Voilà pour les explications concernant ce vide que vous avez commencé à lire. Je l'ai écrit pour remédier à ma paresse inexplicable de ces derniers jours et publié pour assurer la moyenne d'un écrit par mois dont je vous ai fait part plus haut. Tiens, ça me rappelle une fois que j'étais à l'église (rassurez-vous, c'était il y a maintenant quelque chose comme 7 ou 8 ans, l'époque où il m'arrivait de ne pas savoir où j'allais me balader et où je ne savais pas regarder devant moi) : après les joyeuses jovialités que certains d'entre vous apprécient sans doute de revivre chaque semaine et dont même la force de ce pléonasme éhonté que je viens de réaliser n'arrive pas à me convaincre de l'utilité (des jovialités, donc), l'homme en blanc qui s'agitait au fond de la grande bâtisse en arriva au moment tant attendu des dormeurs et des bavards : le sermon. Eh bien figurez-vous que ce jour-là, on n'eut pas droit aux habituels "Vous l'avez vu comme moi, l'Evangile a toujours raison", mais à un exposé exhaustif sur sa façon de construire son sermon hebdomadaire : une prière vers le haut pour que l'inspiration descende vers le bas. Et ce jour-là, elle n'était pas venue, comme si le Saint Esprit eût fait la grève. Et puisque j'en suis à un état similaire de mon hobby d'écriveron (n'oublions jamais le dicton de Raymond Q. : "C'est en écrivant qu'on devient écriveron"), à savoir une absence totale de matière à racontailler, alors j'en conclus que je suis quand même moins loin des pratiques religieuses que je ne l'espère depuis quelques années déjà, ce qui constitue une raison supplémentaire à ma volonté de me corriger en écrivant ce minabluscule tas de mots.

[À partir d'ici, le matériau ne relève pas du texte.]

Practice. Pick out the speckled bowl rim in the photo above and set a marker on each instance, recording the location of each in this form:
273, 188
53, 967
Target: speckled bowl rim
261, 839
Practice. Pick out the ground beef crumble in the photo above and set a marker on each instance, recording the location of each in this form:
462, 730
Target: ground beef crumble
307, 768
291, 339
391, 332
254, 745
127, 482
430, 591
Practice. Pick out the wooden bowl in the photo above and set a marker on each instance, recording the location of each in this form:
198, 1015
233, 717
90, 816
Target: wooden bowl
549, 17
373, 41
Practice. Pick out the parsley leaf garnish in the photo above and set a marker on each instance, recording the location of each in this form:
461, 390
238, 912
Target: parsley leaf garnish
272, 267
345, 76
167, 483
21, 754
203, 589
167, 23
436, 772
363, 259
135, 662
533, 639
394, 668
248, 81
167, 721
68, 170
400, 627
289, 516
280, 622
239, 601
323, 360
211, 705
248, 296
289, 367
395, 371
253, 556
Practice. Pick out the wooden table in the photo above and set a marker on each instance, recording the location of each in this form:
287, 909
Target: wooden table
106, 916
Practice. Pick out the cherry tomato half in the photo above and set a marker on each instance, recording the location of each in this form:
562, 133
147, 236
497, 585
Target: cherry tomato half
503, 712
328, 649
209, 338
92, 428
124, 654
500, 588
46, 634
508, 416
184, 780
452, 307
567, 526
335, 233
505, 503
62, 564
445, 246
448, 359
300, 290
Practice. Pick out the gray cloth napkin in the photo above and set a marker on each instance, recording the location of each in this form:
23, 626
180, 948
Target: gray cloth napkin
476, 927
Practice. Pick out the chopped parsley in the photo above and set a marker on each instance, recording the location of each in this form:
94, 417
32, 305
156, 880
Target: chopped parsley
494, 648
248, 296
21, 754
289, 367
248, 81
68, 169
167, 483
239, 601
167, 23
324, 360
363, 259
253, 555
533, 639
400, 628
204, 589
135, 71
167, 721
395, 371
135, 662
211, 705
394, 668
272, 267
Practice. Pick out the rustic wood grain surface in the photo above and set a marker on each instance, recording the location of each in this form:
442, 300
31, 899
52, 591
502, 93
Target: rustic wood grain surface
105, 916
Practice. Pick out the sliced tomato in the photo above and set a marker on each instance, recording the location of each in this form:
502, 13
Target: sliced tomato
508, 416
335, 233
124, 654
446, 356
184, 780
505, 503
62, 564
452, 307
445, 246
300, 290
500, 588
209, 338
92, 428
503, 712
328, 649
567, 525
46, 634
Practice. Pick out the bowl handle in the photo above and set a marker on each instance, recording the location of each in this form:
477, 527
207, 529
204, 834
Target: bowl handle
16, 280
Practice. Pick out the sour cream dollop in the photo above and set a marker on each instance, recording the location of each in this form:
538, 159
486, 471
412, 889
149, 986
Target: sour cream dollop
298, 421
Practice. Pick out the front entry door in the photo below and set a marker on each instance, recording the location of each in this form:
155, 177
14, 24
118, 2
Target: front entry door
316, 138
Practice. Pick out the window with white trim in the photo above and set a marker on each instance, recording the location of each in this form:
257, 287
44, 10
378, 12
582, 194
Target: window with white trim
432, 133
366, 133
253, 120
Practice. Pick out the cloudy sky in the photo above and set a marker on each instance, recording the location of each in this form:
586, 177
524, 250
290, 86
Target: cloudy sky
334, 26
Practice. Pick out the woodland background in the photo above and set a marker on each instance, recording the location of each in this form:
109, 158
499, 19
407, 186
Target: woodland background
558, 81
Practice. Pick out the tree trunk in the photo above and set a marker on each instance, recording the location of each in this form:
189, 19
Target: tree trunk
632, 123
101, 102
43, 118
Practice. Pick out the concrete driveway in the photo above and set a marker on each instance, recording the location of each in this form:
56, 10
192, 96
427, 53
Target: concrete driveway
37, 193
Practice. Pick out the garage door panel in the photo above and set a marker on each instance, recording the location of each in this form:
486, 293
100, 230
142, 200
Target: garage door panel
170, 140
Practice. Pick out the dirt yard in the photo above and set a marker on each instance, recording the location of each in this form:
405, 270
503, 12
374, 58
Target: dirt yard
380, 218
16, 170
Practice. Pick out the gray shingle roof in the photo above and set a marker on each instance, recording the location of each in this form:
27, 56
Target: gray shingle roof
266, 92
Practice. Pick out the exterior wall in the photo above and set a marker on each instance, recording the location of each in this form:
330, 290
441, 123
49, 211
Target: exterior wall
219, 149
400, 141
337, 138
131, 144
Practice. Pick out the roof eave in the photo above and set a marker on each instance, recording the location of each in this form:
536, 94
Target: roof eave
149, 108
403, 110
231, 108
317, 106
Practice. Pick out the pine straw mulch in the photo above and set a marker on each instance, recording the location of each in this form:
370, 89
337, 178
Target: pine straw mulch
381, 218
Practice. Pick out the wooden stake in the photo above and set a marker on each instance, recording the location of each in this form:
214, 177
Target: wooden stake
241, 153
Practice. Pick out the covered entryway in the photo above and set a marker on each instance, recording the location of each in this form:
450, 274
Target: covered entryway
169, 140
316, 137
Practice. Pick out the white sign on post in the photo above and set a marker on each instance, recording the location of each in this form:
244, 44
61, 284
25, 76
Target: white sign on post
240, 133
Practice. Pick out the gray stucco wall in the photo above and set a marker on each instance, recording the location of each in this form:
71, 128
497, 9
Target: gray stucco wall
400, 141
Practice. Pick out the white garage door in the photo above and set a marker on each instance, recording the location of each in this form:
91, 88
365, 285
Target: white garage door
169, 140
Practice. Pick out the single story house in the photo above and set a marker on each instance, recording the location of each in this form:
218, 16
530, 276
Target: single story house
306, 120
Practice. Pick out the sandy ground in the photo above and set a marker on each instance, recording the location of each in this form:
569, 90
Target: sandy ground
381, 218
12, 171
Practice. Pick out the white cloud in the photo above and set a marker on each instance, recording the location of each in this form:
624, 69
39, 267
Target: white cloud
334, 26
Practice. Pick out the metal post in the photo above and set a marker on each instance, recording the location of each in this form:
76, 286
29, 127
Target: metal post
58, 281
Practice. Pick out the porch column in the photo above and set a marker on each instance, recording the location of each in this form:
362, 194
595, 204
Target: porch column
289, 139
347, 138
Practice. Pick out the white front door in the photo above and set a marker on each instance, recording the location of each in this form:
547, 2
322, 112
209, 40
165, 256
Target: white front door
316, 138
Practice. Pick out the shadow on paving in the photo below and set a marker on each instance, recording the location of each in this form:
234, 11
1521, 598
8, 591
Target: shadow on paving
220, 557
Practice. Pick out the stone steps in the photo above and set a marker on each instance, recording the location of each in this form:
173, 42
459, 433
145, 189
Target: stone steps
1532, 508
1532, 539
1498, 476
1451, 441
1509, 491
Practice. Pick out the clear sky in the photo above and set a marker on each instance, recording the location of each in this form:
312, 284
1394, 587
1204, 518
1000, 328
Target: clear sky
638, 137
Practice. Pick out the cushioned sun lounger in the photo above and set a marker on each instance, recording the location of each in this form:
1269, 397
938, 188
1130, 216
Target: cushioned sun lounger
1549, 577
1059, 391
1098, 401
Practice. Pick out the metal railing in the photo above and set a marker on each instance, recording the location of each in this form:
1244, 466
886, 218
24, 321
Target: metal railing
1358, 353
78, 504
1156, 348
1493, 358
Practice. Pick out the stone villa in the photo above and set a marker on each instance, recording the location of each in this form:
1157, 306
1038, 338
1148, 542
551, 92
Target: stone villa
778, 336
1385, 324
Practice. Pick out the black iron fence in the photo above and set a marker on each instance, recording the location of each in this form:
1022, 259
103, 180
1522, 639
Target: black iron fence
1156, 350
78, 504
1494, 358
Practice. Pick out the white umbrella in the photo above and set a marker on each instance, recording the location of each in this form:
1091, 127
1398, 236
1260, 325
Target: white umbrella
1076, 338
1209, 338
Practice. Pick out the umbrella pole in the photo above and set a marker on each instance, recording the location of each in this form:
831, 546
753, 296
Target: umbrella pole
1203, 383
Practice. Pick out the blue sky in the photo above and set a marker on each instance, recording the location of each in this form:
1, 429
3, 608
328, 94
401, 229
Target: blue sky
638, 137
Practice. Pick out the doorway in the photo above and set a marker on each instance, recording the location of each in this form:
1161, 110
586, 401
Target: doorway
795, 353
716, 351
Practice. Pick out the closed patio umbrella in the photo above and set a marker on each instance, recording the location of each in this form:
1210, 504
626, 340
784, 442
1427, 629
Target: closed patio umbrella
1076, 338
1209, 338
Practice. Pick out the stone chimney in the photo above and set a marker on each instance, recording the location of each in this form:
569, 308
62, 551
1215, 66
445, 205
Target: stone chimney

A propos de mots, j'entend bien souvent des gens dire "Tout ça c'est que des mots" ou "les mots sont impuissants". J'ai bien du mal à cerner cette aversion de certains envers ce que l'humanité a créé de plus utile jusqu'ici : les mots, le langage. Que ce soit pour dire ce qu'on pense (comme les poètes), critiquer ce qu'on ne pense pas (comme les politiciens), dire ce qu'on ne pense pas (comme les profs, surtout de philo), masquer sa pensée (comme nous en montre l'utilité ce cher Conteur-philosophe du XVIII° siècle), ou encore dire n'importe quoi à tout va (comme moi) en espérant quelqu'un sera assez poire pour nous lire jusqu'au bout, il n'y a souvent rien de tel que les mots. La preuve : tous les adultes vous le diront, un bon livre, c'est bien mieux qu'un jeu vidéo. Une autre preuve ? On peut tout faire avec des mots : créer de l'inexistant, disserter de l'existant, passer le temps, insulter son prochain sans qu'il le sache et même se faire du pognon. Mais je sens que je vous agace, là, non ? D'accord. Aussi, pour vous laisser le temps de reprendre votre souffle, je vous propose de sauter deux lignes au lieu d'une. Sympa, non ?
...
A l'heure où j'écris ces lignes, la télé est en marche et éructe des stupidités sur les amourettes de lycéens, ou comment définir le plus simplement possible aux téléspectatrices le terme de "copains de caleçon". Encore une preuve de la nécessité indubitable des mots : là où la télé est ridicule et insipide comme un sirop concentré, les livres en sont l'eau tiède, terme si bien employé par un critique à propos de "Mon premier roman", un roman (?) écrit par je-ne-sais plus quelle fille cachée de je-ne-sais quel ex-président de la république mort pour la France. Et comme vous le savez, on peut boire de l'eau simple (même tiède... demandez aux bretons de Goscinny) mais pas du sirop tel quel (même par petites doses, charismo-médiatiques ou non... demandez à ma soeur qui regarde "Friends" tous les soirs en bouffant du Nutella).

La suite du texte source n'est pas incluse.